Par un arrêt rendu le 30 novembre 2022, la Cour de cassation a confirmé la recevabilité de l'action en responsabilité civile d'une association de protection de l'environnement agréée exercée en raison de la destruction alléguée d'une espèce protégée (faucon crécerellette).
Cour de Cassation, 3ème Civ., 30 novembre 2022, n°21-16.404
Au cas présent, la Ligue de Protection des Oiseaux (LPO), chargée de la mise en oeuvre du plan national d'action en faveur du faucon crécerellette et du suivi de l'impact de parcs éoliens sur cet oiseau, a signalé, en 2011 et 2012, la découverte de plusieurs cadavres au pied d'installations éoliennes réparties sur plusieurs communes du département de l'Hérault.

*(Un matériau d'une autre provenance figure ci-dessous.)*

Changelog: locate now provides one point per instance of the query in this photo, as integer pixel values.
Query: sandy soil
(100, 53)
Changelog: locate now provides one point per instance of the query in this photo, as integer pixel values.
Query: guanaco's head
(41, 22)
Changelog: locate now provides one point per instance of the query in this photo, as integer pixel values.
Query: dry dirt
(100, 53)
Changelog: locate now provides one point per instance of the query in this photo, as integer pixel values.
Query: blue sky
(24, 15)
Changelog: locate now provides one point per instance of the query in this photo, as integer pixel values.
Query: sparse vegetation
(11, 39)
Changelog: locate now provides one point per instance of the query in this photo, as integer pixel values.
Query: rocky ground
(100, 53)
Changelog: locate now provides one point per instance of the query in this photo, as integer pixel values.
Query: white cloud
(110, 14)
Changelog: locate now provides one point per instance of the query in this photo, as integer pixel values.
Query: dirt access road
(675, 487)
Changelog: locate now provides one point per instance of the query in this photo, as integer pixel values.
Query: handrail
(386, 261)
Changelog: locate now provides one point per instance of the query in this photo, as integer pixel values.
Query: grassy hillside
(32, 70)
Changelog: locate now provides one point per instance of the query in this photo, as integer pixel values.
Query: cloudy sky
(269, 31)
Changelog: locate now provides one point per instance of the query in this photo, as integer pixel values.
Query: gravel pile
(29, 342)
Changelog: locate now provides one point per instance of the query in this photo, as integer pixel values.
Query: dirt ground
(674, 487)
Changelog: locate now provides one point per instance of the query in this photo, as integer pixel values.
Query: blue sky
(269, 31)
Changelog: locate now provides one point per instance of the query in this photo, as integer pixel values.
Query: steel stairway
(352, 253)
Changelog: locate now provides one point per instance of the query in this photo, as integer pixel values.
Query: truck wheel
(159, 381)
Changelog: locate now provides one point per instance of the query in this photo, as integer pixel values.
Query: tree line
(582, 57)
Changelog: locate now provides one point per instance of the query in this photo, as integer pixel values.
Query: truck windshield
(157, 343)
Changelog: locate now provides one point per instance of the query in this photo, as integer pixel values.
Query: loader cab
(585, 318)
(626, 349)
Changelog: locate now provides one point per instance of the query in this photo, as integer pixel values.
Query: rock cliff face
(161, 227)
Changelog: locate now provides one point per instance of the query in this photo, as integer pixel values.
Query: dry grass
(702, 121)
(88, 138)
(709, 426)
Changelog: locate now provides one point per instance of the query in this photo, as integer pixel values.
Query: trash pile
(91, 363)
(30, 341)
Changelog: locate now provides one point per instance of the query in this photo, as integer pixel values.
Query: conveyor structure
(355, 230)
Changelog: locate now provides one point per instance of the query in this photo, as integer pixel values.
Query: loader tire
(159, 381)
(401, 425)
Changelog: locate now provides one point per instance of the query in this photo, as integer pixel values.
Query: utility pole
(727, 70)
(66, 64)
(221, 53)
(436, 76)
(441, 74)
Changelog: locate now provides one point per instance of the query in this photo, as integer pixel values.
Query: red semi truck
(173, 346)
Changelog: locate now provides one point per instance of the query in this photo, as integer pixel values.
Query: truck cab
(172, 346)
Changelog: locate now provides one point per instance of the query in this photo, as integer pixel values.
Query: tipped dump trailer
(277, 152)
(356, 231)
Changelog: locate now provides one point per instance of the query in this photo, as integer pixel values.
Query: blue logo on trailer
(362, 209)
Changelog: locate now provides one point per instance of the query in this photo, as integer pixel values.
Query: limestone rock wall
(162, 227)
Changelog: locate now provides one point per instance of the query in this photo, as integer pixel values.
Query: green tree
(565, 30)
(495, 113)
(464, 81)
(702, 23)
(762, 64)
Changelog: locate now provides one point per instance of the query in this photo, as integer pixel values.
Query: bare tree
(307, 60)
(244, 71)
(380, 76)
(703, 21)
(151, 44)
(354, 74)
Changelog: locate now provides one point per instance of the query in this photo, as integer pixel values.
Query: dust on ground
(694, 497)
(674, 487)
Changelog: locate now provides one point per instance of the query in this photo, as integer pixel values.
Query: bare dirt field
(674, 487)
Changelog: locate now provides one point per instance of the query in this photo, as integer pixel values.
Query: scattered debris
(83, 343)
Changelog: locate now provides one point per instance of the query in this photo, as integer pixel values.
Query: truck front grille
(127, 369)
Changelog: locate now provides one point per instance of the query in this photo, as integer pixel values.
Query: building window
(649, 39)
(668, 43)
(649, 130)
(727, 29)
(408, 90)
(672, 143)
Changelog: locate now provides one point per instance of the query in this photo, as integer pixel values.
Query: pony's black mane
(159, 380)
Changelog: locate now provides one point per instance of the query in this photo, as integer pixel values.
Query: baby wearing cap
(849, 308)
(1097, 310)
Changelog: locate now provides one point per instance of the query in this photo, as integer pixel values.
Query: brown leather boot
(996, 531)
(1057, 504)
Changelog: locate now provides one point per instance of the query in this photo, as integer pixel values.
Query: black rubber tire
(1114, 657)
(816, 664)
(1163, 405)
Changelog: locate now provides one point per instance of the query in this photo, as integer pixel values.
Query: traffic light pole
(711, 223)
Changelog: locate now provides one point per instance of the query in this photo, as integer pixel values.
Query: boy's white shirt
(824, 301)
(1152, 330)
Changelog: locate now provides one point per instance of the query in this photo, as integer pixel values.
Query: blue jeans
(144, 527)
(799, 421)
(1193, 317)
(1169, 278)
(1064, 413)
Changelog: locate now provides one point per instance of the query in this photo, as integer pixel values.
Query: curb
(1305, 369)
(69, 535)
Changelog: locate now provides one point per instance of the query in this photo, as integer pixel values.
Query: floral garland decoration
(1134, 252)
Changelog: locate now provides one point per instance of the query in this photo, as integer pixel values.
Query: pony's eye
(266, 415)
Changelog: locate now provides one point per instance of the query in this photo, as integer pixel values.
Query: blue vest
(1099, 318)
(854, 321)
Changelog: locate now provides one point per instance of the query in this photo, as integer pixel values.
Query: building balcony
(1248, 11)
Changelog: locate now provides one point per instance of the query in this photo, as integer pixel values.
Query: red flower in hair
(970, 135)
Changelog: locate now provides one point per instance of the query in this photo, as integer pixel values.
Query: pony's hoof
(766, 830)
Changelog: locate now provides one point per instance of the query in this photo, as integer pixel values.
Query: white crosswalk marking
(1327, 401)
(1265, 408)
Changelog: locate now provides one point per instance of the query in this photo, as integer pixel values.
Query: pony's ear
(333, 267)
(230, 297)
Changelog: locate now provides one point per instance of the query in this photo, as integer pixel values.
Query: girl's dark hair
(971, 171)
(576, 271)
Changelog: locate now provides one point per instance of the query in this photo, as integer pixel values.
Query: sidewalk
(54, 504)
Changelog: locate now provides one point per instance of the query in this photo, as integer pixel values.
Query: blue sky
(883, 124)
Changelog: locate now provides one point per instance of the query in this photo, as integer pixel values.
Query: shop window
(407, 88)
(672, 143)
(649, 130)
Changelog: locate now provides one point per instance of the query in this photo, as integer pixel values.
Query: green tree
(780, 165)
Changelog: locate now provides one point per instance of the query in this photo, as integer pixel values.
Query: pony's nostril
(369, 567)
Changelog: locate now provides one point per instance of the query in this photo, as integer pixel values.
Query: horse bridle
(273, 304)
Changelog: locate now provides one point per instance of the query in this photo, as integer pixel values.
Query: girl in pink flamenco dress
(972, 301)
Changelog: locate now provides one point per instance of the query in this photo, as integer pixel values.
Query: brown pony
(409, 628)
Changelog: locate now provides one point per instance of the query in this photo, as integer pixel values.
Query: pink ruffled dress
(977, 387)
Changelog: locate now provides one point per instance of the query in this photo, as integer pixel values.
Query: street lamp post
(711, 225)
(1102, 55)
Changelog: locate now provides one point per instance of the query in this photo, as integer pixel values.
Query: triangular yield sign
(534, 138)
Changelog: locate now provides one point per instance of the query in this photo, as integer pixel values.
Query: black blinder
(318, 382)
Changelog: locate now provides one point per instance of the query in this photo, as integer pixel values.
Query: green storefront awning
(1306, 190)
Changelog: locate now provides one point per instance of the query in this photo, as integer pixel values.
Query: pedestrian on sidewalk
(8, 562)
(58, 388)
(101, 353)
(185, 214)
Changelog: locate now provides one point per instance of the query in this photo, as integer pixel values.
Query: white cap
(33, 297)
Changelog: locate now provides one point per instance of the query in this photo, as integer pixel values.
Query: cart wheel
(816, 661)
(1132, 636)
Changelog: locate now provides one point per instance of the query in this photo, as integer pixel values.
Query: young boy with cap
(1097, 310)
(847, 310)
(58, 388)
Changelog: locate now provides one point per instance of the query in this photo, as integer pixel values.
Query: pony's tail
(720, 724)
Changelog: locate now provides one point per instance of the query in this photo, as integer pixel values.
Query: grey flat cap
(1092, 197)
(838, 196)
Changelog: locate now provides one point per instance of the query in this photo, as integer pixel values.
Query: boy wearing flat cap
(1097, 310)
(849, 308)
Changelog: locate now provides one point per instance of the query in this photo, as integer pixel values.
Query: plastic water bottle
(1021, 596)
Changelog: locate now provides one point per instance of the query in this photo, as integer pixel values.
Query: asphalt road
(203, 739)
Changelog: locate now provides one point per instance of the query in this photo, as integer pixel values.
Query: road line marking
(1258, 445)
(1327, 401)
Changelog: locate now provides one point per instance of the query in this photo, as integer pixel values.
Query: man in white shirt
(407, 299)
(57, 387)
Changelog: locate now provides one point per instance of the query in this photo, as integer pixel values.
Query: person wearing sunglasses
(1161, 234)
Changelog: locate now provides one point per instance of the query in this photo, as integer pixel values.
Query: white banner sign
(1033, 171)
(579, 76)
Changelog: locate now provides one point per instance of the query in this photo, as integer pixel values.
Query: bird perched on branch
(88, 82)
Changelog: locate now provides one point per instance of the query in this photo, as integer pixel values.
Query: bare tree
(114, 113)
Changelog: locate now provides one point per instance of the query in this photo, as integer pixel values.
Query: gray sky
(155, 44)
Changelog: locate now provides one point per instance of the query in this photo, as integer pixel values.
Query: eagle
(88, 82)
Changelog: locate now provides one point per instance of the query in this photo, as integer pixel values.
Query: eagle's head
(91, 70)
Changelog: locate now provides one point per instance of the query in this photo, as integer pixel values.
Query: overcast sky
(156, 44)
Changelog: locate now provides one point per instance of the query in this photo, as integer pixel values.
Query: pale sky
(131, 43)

En dépit de la mise en place d'un système de détection et d'effarouchement des oiseaux (« DT-Bird »), l'association France Nature Environnement (FNE) a constaté que 28 spécimens de faucons crécerellettes, espèce animale non domestique protégée au titre de l'article L. 411-2 du code de l'environnement, avaient péri à la suite d'une collision avec les éoliennes des parcs concernés.
Les sociétés exploitant ces parcs éoliens n'ayant pas obtenu de dérogation à l'interdiction de destruction d'espèces protégées, l'association France Nature Environnement a saisi le juge civil en indemnisation du préjudice moral causé par la destruction de spécimens d'une espèce protégée.
Dans cette affaire, la Cour d'appel de Versailles avait condamné les sociétés exploitantes à indemniser l'association FNE en réparation de son préjudice moral (CA Versailles, 1re ch. 1re sect., 2 mars 2021, n° 19/05299).
Sur pourvoi des sociétés exploitantes, la Cour de cassation a rendu un arrêt extrêmement didactique dont on retiendra que :
- Une association environnementale est recevable à former une action en responsabilité civile en raison d'un délit environnemental (en l'espèce, celui prévu à l'article L. 415-3 du code de l'environnement) cette recevabilité n'étant "pas conditionnée par la constatation ou la constitution préalable de l'infraction, la recevabilité d'une action ne pouvant être subordonnée à la démonstration préalable de son bien-fondé" ;
- Le juge n'est pas tenu de caractériser l'atteinte portée à la conservation de l'espèce protégée en cause, cette attente résultant de la seule constatation de la destruction d'un spécimen protégé au titre des articles L. 411-1 et suivant du code de l'environnement ;
- Une faute d'imprudence suffit à caractériser l'élément moral du délit d'atteinte à la conservation d'espèces animales non domestiques protégées (Cour de Cassation, Crim, 1er juin 2010, pourvoi n° 09-87.159, Bull. crim. 2010, n° 96).
- L'obtention d'une dérogation aux interdictions de destruction d'une espèce protégée est constitutive d'un fait justificatif exonératoire de responsabilité.
Enfin, il sera observé que cet arrêt important rendu par la Cour de Cassation est à lire au regard de la demande d'avis formulée par la Cour Administrative d'Appel de Douai au Conseil d'Etat (CAA Douai, 1re ch. - formation à 3, 27 avr. 2022, n° 20DA01392) dont la décision est imminente et porte sur la question du périmètre des demandes de dérogation à l'interdiction de la destruction d'espèces protégées (degré d'atteinte / probabilité de réalisation du risque d'atteinte).